Although the USAF had no need for a small fighter at the time, it became interested in the trainer as a replacement for the T-33 Shooting Star it was then using in that role. The first of three prototypes (designated YT-38) flew on 10 March 1959. The type was quickly adopted and the first production examples were delivered in 1961, officially entering service on 17 March that year, complementing the T-37 primary jet trainer. When production ended in 1972, 1,187 T-38s had been built (plus two N-156T prototypes). Since its introduction, it is estimated that some 50,000 military pilots have trained on this aircraft. The USAF remains one of the few armed flying forces using dedicated supersonic final trainers, as most, such as the US Navy, use high subsonic trainers.
The T-38 is of conventional configuration, with a small, low, long-chord wing, a single vertical stabilizer, and tricycle undercarriage. The aircraft seats a student pilot and instructor in tandem, and has intakes for its two turbojet engines at the wing roots. Its nimble performance has earned it the nickname white rocket. In 1962 the T-38 set absolute time-to-climb records for 3000, 6000, 9000 and 12000 meters, beating the records for those altitudes set by the F-104 in December 1958. (The F-4 beat the T-38's records less than a month later.)
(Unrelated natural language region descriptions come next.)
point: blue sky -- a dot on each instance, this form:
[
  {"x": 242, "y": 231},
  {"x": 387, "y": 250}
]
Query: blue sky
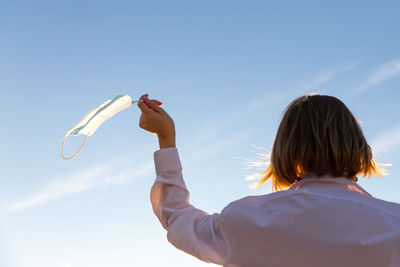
[{"x": 225, "y": 71}]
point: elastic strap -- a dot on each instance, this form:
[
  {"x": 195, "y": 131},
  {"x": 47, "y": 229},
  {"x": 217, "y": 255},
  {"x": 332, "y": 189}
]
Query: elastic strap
[{"x": 77, "y": 152}]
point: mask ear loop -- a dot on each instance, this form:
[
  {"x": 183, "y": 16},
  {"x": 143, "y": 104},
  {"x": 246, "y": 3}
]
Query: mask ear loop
[{"x": 77, "y": 152}]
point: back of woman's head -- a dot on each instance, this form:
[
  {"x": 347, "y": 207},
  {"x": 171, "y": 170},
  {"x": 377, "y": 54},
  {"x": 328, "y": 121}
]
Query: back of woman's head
[{"x": 318, "y": 135}]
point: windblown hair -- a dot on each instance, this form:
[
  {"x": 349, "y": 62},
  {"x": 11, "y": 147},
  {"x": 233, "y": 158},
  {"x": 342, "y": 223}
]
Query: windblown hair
[{"x": 318, "y": 135}]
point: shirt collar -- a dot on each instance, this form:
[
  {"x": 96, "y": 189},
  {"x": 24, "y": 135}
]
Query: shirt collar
[{"x": 337, "y": 182}]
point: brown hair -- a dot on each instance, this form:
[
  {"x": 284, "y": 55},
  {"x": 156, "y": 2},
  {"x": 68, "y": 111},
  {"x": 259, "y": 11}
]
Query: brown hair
[{"x": 318, "y": 135}]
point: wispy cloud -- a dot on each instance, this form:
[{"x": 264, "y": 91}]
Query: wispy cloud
[
  {"x": 382, "y": 74},
  {"x": 386, "y": 141},
  {"x": 327, "y": 76},
  {"x": 213, "y": 148},
  {"x": 79, "y": 182}
]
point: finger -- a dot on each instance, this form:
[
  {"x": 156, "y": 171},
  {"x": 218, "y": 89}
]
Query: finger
[
  {"x": 158, "y": 103},
  {"x": 143, "y": 97},
  {"x": 153, "y": 106},
  {"x": 144, "y": 107}
]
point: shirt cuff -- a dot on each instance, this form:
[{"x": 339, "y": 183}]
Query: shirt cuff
[{"x": 166, "y": 160}]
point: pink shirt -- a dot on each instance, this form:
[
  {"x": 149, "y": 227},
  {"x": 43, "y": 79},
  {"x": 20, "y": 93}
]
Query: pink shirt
[{"x": 316, "y": 222}]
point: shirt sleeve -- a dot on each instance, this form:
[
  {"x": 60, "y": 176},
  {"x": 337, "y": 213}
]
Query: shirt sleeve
[{"x": 189, "y": 229}]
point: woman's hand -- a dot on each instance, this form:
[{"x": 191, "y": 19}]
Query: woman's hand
[{"x": 157, "y": 121}]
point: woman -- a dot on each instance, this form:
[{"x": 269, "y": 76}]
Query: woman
[{"x": 319, "y": 215}]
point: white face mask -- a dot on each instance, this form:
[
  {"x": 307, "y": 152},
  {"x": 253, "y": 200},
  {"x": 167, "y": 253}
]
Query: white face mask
[{"x": 92, "y": 121}]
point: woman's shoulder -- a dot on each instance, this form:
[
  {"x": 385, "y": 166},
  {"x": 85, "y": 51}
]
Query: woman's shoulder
[{"x": 254, "y": 201}]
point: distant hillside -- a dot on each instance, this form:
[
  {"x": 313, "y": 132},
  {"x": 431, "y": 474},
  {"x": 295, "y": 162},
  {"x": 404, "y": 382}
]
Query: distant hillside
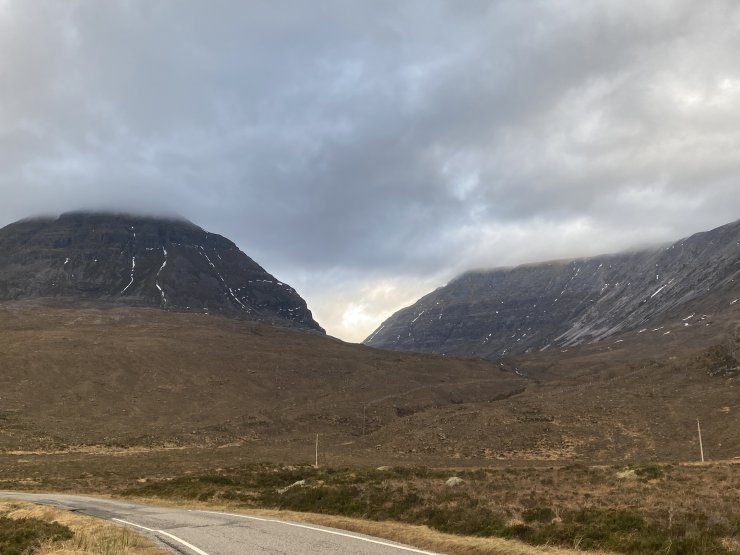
[
  {"x": 503, "y": 312},
  {"x": 127, "y": 260},
  {"x": 95, "y": 380}
]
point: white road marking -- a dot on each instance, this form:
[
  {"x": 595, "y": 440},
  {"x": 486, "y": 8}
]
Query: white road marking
[
  {"x": 387, "y": 544},
  {"x": 179, "y": 540}
]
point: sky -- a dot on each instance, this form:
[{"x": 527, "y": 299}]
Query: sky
[{"x": 366, "y": 152}]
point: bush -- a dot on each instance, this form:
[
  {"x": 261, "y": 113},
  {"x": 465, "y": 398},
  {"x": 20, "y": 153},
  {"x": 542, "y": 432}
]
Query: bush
[{"x": 23, "y": 535}]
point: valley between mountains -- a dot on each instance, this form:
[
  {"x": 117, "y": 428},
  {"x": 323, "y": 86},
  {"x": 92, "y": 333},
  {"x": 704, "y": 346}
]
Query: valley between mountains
[{"x": 170, "y": 365}]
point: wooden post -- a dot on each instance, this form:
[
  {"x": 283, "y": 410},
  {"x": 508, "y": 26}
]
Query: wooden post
[{"x": 701, "y": 447}]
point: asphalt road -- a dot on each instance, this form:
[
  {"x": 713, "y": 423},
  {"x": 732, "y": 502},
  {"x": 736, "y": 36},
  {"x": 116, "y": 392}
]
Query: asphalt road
[{"x": 212, "y": 533}]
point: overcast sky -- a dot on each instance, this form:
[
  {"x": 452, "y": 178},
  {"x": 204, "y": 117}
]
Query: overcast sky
[{"x": 368, "y": 151}]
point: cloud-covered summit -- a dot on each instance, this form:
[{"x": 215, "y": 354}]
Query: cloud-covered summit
[{"x": 368, "y": 151}]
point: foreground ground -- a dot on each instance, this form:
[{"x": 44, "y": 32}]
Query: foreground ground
[{"x": 637, "y": 509}]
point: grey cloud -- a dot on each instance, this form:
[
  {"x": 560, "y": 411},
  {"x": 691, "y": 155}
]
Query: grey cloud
[{"x": 378, "y": 141}]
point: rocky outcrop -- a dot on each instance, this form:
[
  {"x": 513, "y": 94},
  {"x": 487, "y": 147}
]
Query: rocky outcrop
[
  {"x": 501, "y": 312},
  {"x": 140, "y": 261}
]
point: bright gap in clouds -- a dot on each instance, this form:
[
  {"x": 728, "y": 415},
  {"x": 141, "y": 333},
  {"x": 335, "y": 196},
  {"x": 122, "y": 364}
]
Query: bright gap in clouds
[{"x": 369, "y": 152}]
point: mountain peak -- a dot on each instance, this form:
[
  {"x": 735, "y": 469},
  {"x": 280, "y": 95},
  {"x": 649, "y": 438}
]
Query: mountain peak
[
  {"x": 507, "y": 311},
  {"x": 140, "y": 260}
]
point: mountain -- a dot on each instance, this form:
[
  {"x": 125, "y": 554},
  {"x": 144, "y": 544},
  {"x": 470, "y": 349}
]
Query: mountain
[
  {"x": 118, "y": 259},
  {"x": 502, "y": 312}
]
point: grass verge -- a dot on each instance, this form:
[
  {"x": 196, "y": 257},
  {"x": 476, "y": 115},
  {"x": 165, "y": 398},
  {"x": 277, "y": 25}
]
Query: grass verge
[
  {"x": 60, "y": 532},
  {"x": 605, "y": 514}
]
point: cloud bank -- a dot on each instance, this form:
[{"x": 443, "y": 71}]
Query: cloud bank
[{"x": 366, "y": 152}]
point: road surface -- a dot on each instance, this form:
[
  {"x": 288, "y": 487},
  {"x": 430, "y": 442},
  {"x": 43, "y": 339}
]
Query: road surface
[{"x": 213, "y": 533}]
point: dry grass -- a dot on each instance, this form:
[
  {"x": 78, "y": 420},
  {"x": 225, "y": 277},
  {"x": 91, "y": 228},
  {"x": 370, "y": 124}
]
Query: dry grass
[
  {"x": 426, "y": 538},
  {"x": 91, "y": 535}
]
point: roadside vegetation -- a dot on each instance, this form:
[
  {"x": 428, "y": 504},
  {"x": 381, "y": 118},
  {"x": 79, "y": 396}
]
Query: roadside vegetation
[
  {"x": 637, "y": 510},
  {"x": 33, "y": 529}
]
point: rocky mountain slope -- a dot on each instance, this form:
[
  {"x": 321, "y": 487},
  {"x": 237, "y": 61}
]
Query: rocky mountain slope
[
  {"x": 502, "y": 312},
  {"x": 140, "y": 261}
]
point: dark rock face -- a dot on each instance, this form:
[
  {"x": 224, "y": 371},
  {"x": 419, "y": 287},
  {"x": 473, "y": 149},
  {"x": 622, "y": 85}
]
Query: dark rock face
[
  {"x": 138, "y": 261},
  {"x": 502, "y": 312}
]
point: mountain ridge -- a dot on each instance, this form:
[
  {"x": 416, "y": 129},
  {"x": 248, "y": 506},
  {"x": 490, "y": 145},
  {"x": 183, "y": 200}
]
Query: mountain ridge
[
  {"x": 125, "y": 259},
  {"x": 503, "y": 311}
]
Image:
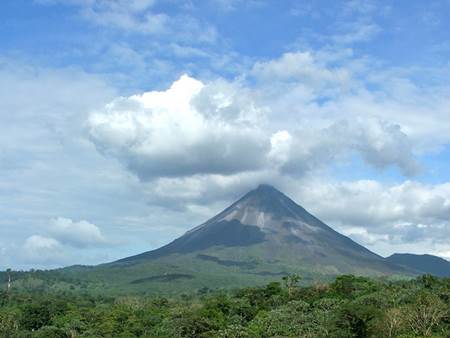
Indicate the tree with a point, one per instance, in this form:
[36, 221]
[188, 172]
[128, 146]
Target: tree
[291, 283]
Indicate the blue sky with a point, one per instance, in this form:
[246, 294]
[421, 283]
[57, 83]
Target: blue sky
[125, 123]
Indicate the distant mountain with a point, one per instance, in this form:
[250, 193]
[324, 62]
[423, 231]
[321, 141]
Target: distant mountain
[268, 226]
[260, 238]
[424, 263]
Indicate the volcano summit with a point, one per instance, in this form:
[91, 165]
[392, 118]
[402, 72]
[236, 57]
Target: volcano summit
[262, 236]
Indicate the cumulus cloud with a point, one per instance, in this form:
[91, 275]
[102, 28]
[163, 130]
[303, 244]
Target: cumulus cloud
[188, 129]
[78, 234]
[220, 128]
[42, 250]
[408, 212]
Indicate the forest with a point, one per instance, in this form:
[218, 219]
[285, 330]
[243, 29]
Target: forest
[349, 306]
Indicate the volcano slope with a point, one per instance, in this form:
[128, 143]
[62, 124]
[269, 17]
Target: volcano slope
[261, 237]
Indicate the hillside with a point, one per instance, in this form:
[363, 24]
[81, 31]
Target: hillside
[425, 263]
[260, 238]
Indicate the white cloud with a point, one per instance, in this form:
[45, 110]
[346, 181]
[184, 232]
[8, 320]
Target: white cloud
[219, 128]
[42, 250]
[408, 212]
[188, 129]
[78, 234]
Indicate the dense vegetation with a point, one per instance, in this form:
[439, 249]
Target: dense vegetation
[348, 307]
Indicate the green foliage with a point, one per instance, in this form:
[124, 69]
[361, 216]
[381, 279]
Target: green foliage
[348, 307]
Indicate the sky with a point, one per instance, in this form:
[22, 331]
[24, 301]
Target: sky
[124, 123]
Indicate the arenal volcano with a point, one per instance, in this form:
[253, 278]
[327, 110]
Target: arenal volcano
[262, 236]
[267, 220]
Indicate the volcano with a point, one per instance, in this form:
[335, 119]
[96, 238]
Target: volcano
[264, 235]
[258, 239]
[271, 223]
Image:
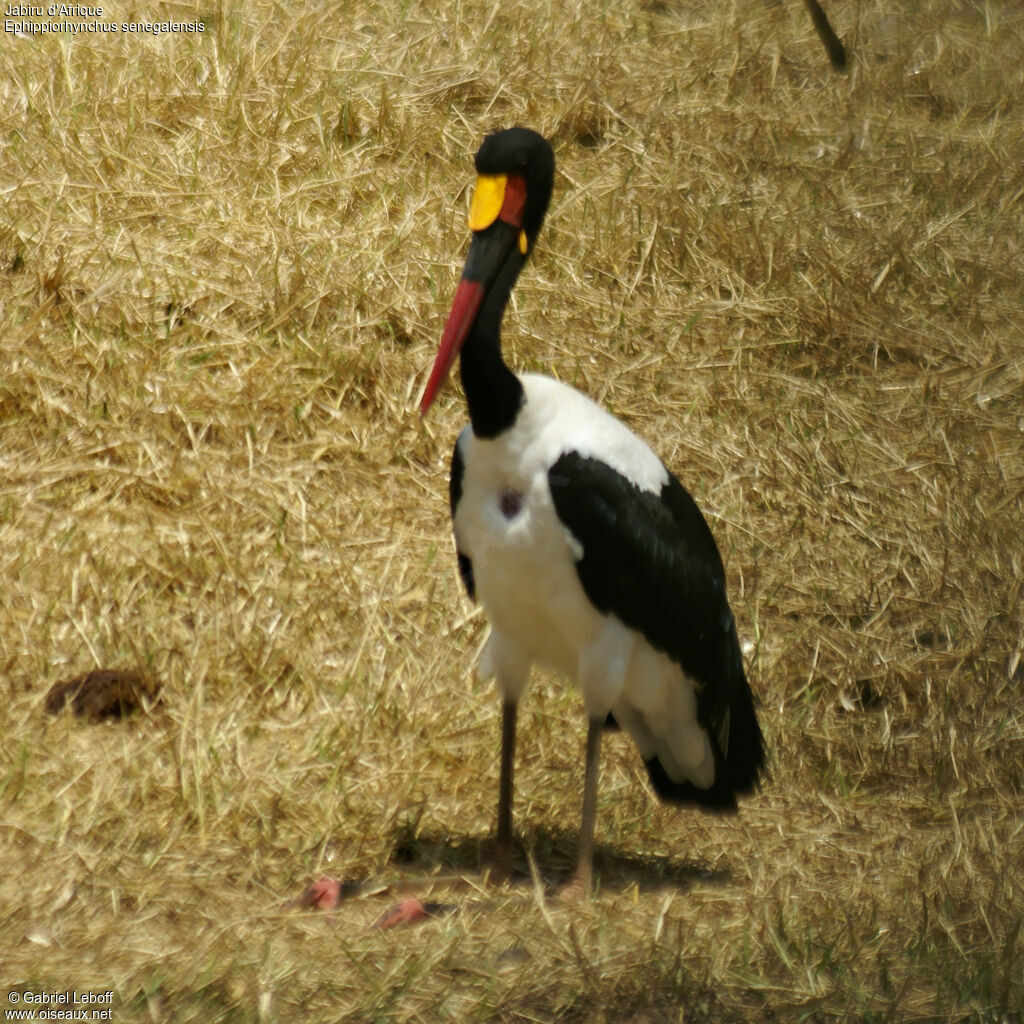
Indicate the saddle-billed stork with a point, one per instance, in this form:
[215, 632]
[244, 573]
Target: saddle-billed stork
[585, 551]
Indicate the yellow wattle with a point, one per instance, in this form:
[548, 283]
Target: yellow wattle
[487, 199]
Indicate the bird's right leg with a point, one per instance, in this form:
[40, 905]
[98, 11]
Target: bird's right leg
[503, 854]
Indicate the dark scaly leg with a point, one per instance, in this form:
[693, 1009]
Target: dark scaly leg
[503, 854]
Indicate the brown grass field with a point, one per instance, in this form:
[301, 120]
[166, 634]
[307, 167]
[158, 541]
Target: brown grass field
[225, 260]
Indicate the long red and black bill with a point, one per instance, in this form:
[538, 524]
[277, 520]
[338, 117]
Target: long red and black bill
[487, 254]
[464, 309]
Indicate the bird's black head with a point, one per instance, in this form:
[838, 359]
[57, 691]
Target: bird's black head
[515, 172]
[521, 152]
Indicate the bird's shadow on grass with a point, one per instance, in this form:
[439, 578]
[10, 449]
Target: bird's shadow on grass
[551, 854]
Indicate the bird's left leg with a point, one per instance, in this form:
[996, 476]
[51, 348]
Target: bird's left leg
[580, 886]
[503, 853]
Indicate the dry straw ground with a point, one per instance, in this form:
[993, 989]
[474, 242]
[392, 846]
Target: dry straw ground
[224, 265]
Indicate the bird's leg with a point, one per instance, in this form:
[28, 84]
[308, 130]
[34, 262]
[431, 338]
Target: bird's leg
[503, 855]
[580, 886]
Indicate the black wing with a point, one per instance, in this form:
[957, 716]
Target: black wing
[455, 496]
[650, 560]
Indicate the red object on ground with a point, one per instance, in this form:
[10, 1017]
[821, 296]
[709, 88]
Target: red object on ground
[324, 894]
[410, 911]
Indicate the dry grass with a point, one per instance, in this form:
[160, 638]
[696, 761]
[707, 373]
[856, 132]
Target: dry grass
[224, 264]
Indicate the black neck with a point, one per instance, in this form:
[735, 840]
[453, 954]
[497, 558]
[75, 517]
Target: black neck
[494, 393]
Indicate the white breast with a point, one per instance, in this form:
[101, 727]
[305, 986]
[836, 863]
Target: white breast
[524, 570]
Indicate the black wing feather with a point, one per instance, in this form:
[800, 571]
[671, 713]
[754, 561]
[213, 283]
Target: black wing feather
[650, 559]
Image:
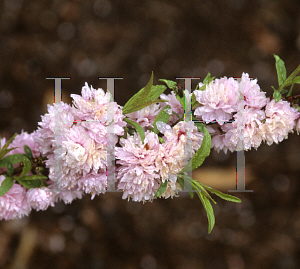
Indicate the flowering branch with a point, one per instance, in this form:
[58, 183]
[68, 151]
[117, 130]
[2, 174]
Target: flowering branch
[154, 146]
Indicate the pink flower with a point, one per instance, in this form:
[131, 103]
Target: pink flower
[181, 141]
[45, 134]
[13, 204]
[94, 105]
[93, 183]
[218, 101]
[280, 121]
[146, 116]
[175, 106]
[40, 198]
[254, 97]
[244, 132]
[138, 175]
[25, 139]
[297, 127]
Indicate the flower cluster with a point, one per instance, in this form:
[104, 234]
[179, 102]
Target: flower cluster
[255, 117]
[154, 145]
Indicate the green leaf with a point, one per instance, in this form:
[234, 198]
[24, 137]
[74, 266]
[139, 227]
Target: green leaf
[27, 166]
[138, 98]
[289, 80]
[156, 91]
[181, 181]
[209, 211]
[146, 96]
[30, 177]
[201, 153]
[161, 140]
[162, 188]
[137, 127]
[281, 71]
[162, 116]
[277, 96]
[4, 150]
[141, 106]
[170, 83]
[28, 152]
[195, 103]
[14, 158]
[208, 79]
[222, 195]
[6, 185]
[296, 80]
[30, 183]
[10, 169]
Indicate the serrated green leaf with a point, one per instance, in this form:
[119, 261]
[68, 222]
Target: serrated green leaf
[289, 80]
[137, 127]
[170, 83]
[209, 211]
[138, 98]
[208, 79]
[156, 91]
[162, 116]
[201, 153]
[30, 183]
[145, 97]
[10, 169]
[27, 166]
[6, 185]
[30, 177]
[28, 152]
[181, 182]
[195, 103]
[277, 96]
[141, 106]
[14, 158]
[162, 188]
[296, 80]
[281, 70]
[161, 140]
[4, 150]
[222, 195]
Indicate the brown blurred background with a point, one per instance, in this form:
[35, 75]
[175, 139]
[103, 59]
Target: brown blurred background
[85, 40]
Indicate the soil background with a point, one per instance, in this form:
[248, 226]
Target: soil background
[85, 40]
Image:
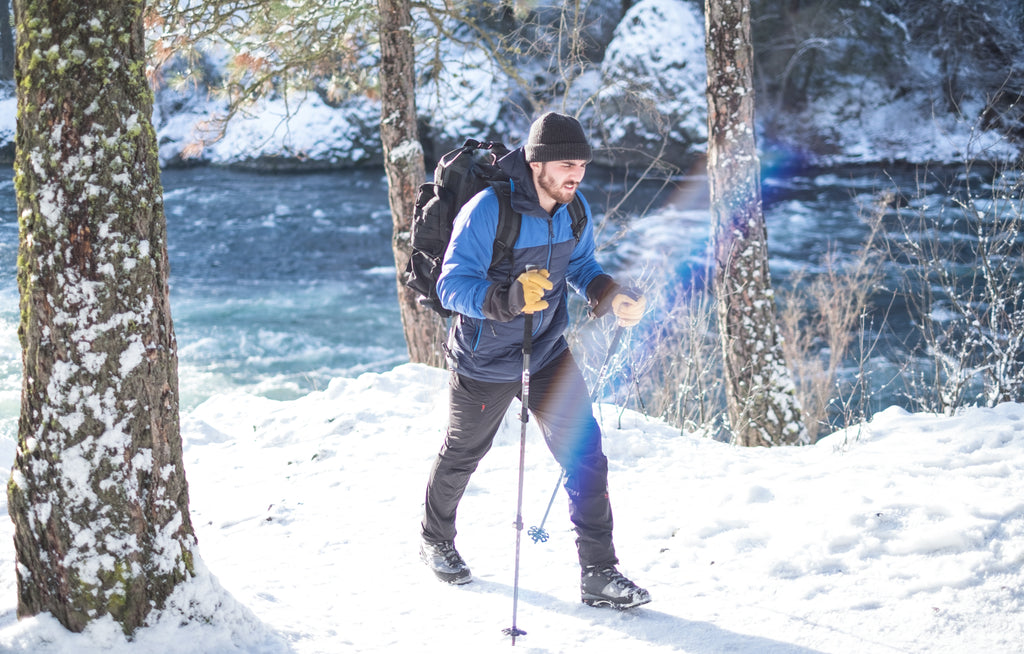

The F-5B and F (which also derive from the N-156) can be distinguished from the T-38 by the wings; the wing of the T-38 meets the fuselage straight and ends square, while the F-5 has leading edge extensions near the wing roots and wingtip launch rails for air to air missiles. Under the paint the T-38 wing is constructed of honeycomb material while the wing of the F-5 family uses conventional skin over underlying support structure.
Most T-38s built were of the T-38A variant, but the USAF also had a small number of aircraft that had been converted for weapons training. These aircraft (designated AT-38B) had been fitted with a gunsight and could carry a gunpod, rockets, or bombs on a centerline pylon. In 2003, 562 T-38s were still operational with the USAF and are currently undergoing structural and avionics programs (T-38C) to extend their service life to 2020. Improvements include the addition of a HUD, GPS, INS (Inertial Navigation System), and TCAS as well as PMP (a propulsion modification to improve low-altitude engine thrust). Many USAF variants (T-38A and AT-38B) are being converted to the T-38C.
The fighter version of the N-156 was eventually selected for the US Military Assistance Program and produced as the F-5 Freedom Fighter. Many of these have since reverted to a weapons training role as various air forces have introduced newer types into service. The F-5G was an advanced single engine variant later renamed the F-20 Tigershark.